A primera vista el titular del artículo de La Vanguardia del
pasado viernes y que explica como el Estado va a recortar y agilizar los
trámites y costes funerarios, nos tendría que aliviar: un gasto menor en uno de
los trances inevitables de la vida.
Al cabo de unos segundos podríamos pensar: “bueno en todo
caso, suficiente tendré con dejar este mundo como para preocuparme por estas
nimiedades”. Para al rato concluir, “mejor pensado no son nimiedades, puesto
que algo tendrán que hacer conmigo después de expirar”.

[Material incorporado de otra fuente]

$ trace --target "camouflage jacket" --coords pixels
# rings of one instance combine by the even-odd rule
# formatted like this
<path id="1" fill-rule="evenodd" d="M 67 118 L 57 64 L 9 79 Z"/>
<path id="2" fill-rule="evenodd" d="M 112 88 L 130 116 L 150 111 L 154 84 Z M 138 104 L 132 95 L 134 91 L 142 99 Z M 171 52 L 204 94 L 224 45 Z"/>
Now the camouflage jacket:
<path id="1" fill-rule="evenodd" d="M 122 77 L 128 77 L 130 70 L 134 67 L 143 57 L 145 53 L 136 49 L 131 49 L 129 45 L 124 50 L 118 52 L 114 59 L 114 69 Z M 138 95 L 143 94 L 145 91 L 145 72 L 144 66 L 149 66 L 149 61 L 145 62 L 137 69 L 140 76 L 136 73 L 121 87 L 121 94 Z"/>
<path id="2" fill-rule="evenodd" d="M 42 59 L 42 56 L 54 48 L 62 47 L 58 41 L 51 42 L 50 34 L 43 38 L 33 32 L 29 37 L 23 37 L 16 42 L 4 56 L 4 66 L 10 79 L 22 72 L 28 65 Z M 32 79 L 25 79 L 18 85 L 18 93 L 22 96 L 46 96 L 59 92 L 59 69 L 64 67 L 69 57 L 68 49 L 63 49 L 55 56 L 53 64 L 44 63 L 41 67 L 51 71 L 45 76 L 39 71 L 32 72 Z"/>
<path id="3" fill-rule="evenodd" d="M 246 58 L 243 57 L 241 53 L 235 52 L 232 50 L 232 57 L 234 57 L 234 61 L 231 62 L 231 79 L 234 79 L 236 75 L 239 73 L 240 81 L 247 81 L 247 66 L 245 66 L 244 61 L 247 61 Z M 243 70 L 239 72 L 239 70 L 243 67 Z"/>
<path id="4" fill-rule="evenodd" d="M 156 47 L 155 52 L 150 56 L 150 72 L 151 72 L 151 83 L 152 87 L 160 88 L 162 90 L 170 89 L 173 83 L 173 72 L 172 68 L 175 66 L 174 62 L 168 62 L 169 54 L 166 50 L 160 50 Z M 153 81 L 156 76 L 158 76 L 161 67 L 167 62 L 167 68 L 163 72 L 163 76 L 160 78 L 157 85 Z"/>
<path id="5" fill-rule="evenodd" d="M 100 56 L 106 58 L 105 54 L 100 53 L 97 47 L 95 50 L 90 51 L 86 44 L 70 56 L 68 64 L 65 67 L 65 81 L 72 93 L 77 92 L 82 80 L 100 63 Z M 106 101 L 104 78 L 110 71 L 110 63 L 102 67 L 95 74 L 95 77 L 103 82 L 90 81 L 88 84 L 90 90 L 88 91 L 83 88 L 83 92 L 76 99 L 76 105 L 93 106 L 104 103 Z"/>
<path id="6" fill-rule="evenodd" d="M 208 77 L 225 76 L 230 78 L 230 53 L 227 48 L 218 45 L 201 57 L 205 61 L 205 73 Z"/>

Las cábalas pueden tender al infinito, pero la única
decisión cierta será la que tomemos al escribir testamento. Aunque por otro
lado éste se puede ir modificando según varíe nuestro criterio en cuanto a los
detalles del sepelio, además de la herencia transmitida.
En todo caso morir será más barato para los que dejemos aquí,
y no para nosotros. Y si no les hemos dejado el dinero no creo que nos echen al
mar, aunque bien podrán optar por soluciones modestas y con razón.
Tradicionalmente nos hacíamos enterrar en una tumba, a veces
incluso un mausoleo; o más recientemente también nos hacemos aparcar en un
nicho, convirtiendo la verticalidad urbana de la vivienda vivida en la
verticalidad urbana de la vivienda no vivida pero sí ocupada. En este sentido,
la incineración que es también más contemporánea resulta más barata que
cualquiera de las otras dos opciones.
Más allá de la agilización y abaratamiento de trámites que
dependen de la delicadeza del Estado para con los ciudadanos (y que según la
noticia referida el estado español está dispuesto a tener) los humanos hemos
descubierto la máxima expresión de la humildad con la incineración. Y no lo
digo tanto por sus costes más bajos, como por lo respetable que resulta no
reservarse egocéntricamente un espacio físico por los siglos de los siglos.
Digo yo que ahora que ya sabemos morir humildemente será
cuestión de empezar a aprender a vivir de la misma manera.